Edgar points them to the old Beaver Creek Road, which a keen eye can make out in a small clearing behind Lions Campground.
With the help of Hill County Conservation District supervisor Conrad Nystrom and the Hill County Conservation District, that road may soon be the park's first official, fully marked and maintained nature trail.
For the time being, Nystrom suspects out-of-state visitors who don't meet up with Edgar end up following one of the park's many unofficial trails - the ones the cows make.
The Conservation District is working on a grant application to the Montana Department of Natural Resources and Conservation to fund trail signs and informational markers, foot bridges and rest benches, for a nearly 3-mile trail.
Conservation District administrator Shannon Patterson said they are just beginning to write the grant, and have not yet settled on a price tag for the project. The signs, she said, will be the biggest expense.
The DNRC grant application is due May 1. With the momentum already behind the project, Patterson said she was disappointed to find out the application could not be reviewed sooner.
In the meantime, Patterson said, she's looking for other sources of grant funding.
As Nystrom plans the road's future, he also thinks about its past. He hopes in particular to install a sign that points out old wagon ruts still marking the old road.
The road was built by soldiers stationed at Fort Assinniboine, he said. The fort was one of the last military outposts set up to combat the Native Americans who were resisting Western encroachment.
Since then, ownership of the park has passed back and forth between the state and the county and in that time only one trail was built - the Mount Otis trail, constructed in the 1930s by the Civil Conservation Corps.
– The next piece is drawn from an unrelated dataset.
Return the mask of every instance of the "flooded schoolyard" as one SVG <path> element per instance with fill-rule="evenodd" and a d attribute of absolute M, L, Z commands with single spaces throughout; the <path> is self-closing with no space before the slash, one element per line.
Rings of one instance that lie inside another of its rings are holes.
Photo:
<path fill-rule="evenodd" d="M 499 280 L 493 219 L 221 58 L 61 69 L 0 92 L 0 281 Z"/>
People still use the trail, but it has no clear markings and the trail is not frequently maintained, he said.
Frequent park visitors already use the old Beaver Creek Road, Nystrom said.
"There's probably people that are going to be disappointed that we're making these things known," Nystrom said. "Well, it's a public park and we've got to share."
So far, Nystrom has been surprised at the support people have shown for his idea.
"We are behind it," said Hill County Park Board chair Steve Mariani. "They want to identify vegetation and flowers and make it a real trail - make it cool."
Nystrom hopes to involve 4-H and scouting organizations to help maintain the trail, and he'd like the Mountain Bluebird Trails organization to build one of the organization's birdhouse trails along the way.
"I just think a nice little trail that has plants and soils and rocks (information) and points of interest on signs is going to be interesting," he said.
Nystrom said he has also held an initial meeting with representatives from Rocky Boy to see if the reservation's Natural Resources Department would like to continue the trail onto the reservation side of the park.
The Hill County Conservation District nature trail committee has tentatively planned a tour of the proposed nature trail Sunday beginning at 1:30 p.m. at the Lions Campground.
The nature trail committee has scheduled the next trail meeting for 10 a.m. on March 9 at the Hill County Conservation District Office in the USDA building.